Also have a look at
OWASP password storage guidelines. OWASP is an excellent site for all kinds of web security guidelines.
Which layer?
Password restrictions, forgot password handling, etc are all responbilities of the business logic. The UI too needs to know character and length restrictions. So I handle all these in the Service Layer.
In my opinion, they don't belong in the data layer; that layer should be only for dumb storage and retrieval operations.
Separate user details
One good practice I've not seen mentioned anywhere - not even on OWASP - is to keep the credentials separated from other user details (like email addresses). Perhaps in separate databases, or atleast in separate tables with different authorizations.
If you've read news reports of large website hackings, the spokespersons invariably claim something like "<x> million passwords/hashes were compromised, but
no other user details were compromised".
I become skeptical everytime I read that, because just about every CRUD webapp out there starts off with a "User" class which has all details, and a UserDao class which stores it all along with the user salt and hash in the _same_ USERS table.
So how "no other details were compromised" is beyond me. Nevertheless, I hope it's true and I think it's a good practice if true.
Complementary operations
Depending on the scale of your website, in addition to core authentication, you may also have to think about complementary operations which are common to any web app. For example, periodic database backups may inadvertently leak credentials if backup hard disks /tapes are not physically secured, or are thrown or sold away without wiping/destroying them.
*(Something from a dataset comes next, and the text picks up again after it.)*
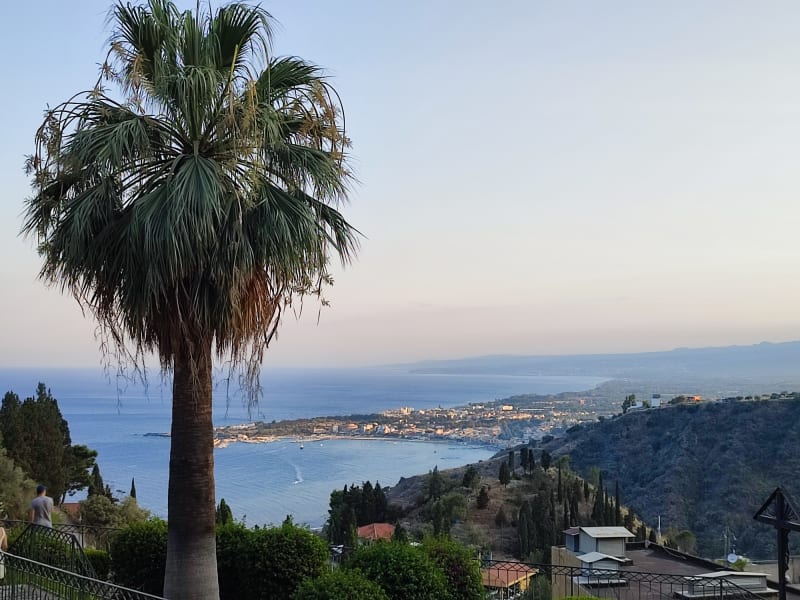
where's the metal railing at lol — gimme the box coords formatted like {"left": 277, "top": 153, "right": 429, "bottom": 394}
{"left": 8, "top": 526, "right": 96, "bottom": 579}
{"left": 480, "top": 560, "right": 771, "bottom": 600}
{"left": 1, "top": 522, "right": 120, "bottom": 554}
{"left": 0, "top": 552, "right": 165, "bottom": 600}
Negligent or rogue internal employees like sysadmins or developers may access the credential database and damage or steal it. So strict database and table level authorizations are required. All database access attempts should be logged, and this log itself should be secured to prevent anybody covering their tracks.
So, there are many aspects to it than just password storage.
Banks
As for banks, they are governed by PCI DSS rules, and possibly additional rules of the country specific banking regulator. In practice, they (try to) follow all the best practices documented in OWASP - not just related to password storage but also authentication and authorization in general. For example,
multi factor authentication. Whatever they implement should finally be certified by the PCI DSS process.
That said, my bank (a reputed international one at that) restricts passwords to 16 characters and does not accept special characters! So be skeptical about using banking systems as a role model.